Papers With

← All papers
First page of Synthetic Differential Geometry in Lean

Synthetic Differential Geometry in Lean

Riccardo Brasca, Gabriella Clemente

cs.LO Mar 18, 2026 · v1
formalization geometry
Read PDF arXiv abstract
TL;DR
Formalizes synthetic differential geometry and a multivariable Taylor theorem in Lean with mathlib.
Abstract
This article is about the formalization of synthetic differential geometry with the Lean proof assistant and the mathematical library mathlib. The main result we prove and formalize is a Taylor theorem for functions of several variables, where the series expansion is around an infinitesimal neighborhood. Most of our proofs are in fact new. Our investigations highlight the possibility of using mathlib to do constructive mathematics.
Problem

Synthetic differential geometry (SDG) provides an alternative foundation for differential calculus using nilpotent infinitesimals, but it had not been formalized in the Lean proof assistant with mathlib.

Approach

The authors formalize synthetic differential geometry in Lean 4 using the mathlib library.

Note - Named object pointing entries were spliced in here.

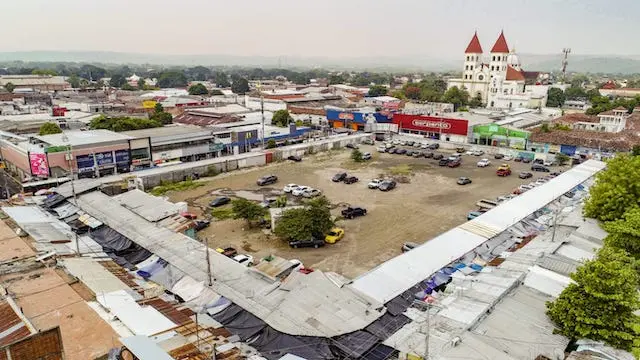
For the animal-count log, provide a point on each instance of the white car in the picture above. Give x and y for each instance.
(290, 187)
(373, 184)
(311, 193)
(246, 260)
(300, 190)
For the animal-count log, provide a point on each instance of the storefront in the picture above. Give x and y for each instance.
(433, 127)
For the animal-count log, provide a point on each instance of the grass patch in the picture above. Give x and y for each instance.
(165, 187)
(222, 213)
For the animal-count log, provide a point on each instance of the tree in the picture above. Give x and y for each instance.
(304, 223)
(616, 189)
(198, 89)
(476, 101)
(49, 128)
(600, 304)
(356, 155)
(248, 210)
(281, 118)
(555, 97)
(378, 90)
(624, 233)
(240, 86)
(9, 86)
(456, 97)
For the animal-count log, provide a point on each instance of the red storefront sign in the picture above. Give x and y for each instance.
(432, 124)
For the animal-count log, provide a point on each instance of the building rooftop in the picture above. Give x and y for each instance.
(82, 138)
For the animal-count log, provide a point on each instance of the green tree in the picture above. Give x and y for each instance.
(304, 223)
(240, 86)
(49, 128)
(600, 305)
(356, 155)
(456, 97)
(198, 89)
(248, 210)
(624, 233)
(616, 189)
(9, 86)
(281, 118)
(555, 97)
(378, 90)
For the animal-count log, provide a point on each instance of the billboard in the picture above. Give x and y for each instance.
(38, 164)
(432, 124)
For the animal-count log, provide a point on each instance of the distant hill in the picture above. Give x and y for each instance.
(577, 63)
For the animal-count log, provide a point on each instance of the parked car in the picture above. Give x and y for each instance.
(267, 180)
(334, 235)
(339, 177)
(300, 190)
(351, 212)
(408, 246)
(314, 243)
(311, 193)
(289, 187)
(350, 180)
(373, 184)
(247, 260)
(463, 180)
(387, 185)
(201, 224)
(219, 201)
(538, 167)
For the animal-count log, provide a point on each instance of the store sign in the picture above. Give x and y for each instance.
(431, 124)
(346, 116)
(39, 165)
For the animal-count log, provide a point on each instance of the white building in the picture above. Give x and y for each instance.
(498, 79)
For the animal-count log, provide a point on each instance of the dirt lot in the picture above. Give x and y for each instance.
(417, 211)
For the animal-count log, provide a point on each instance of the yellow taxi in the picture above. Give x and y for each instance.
(334, 235)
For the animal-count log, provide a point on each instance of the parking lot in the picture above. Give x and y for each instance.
(426, 202)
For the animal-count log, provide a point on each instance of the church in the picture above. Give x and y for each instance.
(499, 79)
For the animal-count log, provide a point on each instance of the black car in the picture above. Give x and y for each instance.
(314, 243)
(201, 224)
(219, 201)
(538, 167)
(267, 180)
(339, 177)
(387, 185)
(350, 180)
(351, 212)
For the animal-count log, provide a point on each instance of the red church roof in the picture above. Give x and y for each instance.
(501, 44)
(513, 74)
(474, 46)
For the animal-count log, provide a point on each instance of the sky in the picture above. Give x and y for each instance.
(325, 28)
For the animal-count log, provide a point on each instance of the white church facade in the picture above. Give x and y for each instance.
(499, 79)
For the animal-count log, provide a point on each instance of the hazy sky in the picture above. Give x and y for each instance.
(332, 28)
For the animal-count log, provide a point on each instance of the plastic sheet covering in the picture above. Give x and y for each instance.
(354, 344)
(273, 345)
(387, 325)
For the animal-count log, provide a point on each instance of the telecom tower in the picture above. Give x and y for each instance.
(565, 62)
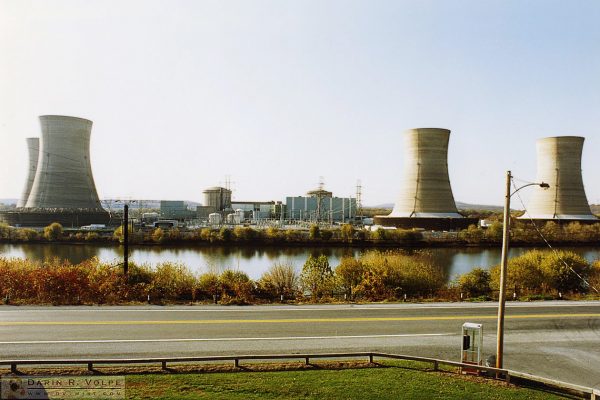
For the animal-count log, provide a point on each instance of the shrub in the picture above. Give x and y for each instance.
(225, 234)
(236, 287)
(317, 276)
(158, 235)
(538, 272)
(560, 270)
(280, 280)
(347, 232)
(314, 232)
(392, 274)
(475, 283)
(349, 274)
(209, 285)
(172, 282)
(54, 231)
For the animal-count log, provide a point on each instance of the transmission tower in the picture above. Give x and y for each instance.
(359, 199)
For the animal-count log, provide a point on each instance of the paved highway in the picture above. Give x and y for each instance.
(559, 340)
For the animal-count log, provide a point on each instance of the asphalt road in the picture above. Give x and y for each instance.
(559, 340)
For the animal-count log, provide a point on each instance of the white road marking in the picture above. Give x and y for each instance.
(224, 339)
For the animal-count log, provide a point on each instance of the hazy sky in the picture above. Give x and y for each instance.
(277, 93)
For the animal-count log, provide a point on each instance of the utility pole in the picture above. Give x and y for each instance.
(358, 200)
(503, 267)
(126, 240)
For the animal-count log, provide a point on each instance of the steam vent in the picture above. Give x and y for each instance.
(62, 189)
(425, 199)
(559, 165)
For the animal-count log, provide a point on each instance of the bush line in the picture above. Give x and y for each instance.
(374, 276)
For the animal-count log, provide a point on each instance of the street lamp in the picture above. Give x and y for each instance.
(503, 266)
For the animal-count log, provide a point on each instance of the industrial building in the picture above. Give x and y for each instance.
(425, 199)
(217, 197)
(254, 209)
(176, 210)
(559, 165)
(320, 205)
(63, 188)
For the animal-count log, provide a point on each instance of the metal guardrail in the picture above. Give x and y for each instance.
(505, 374)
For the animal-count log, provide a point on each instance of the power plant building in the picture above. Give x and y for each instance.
(63, 188)
(176, 209)
(217, 197)
(425, 199)
(320, 205)
(559, 165)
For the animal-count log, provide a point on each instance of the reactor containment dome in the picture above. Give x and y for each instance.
(559, 165)
(425, 199)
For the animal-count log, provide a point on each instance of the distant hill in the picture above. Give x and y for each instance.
(9, 202)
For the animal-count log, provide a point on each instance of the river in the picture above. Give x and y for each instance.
(256, 260)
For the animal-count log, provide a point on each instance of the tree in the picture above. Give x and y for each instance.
(349, 273)
(280, 279)
(347, 232)
(158, 235)
(54, 231)
(314, 232)
(560, 270)
(317, 275)
(475, 283)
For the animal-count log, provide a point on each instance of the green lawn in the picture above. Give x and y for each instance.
(400, 380)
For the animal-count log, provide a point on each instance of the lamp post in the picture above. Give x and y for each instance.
(504, 264)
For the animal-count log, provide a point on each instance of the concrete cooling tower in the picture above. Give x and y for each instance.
(63, 188)
(33, 148)
(425, 199)
(64, 175)
(559, 165)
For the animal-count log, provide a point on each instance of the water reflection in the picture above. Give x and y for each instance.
(255, 260)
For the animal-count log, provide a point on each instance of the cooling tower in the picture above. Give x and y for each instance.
(33, 147)
(559, 165)
(425, 185)
(425, 198)
(64, 175)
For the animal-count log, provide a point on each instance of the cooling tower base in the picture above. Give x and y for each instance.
(434, 224)
(68, 218)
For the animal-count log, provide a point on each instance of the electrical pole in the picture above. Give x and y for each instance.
(126, 240)
(503, 267)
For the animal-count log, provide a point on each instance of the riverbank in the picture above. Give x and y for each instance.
(522, 234)
(372, 276)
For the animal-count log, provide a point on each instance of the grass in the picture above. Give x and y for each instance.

The main result proved and formalized is a Taylor theorem for functions of several variables, where the series expansion is around an infinitesimal neighborhood. Most proofs are new. The work highlights the possibility of using mathlib to do constructive mathematics within the SDG framework.

Results

The formalization produces a machine-checked proof of a multivariate Taylor theorem in the synthetic differential geometry setting, with most proofs being novel constructions developed during the formalization process.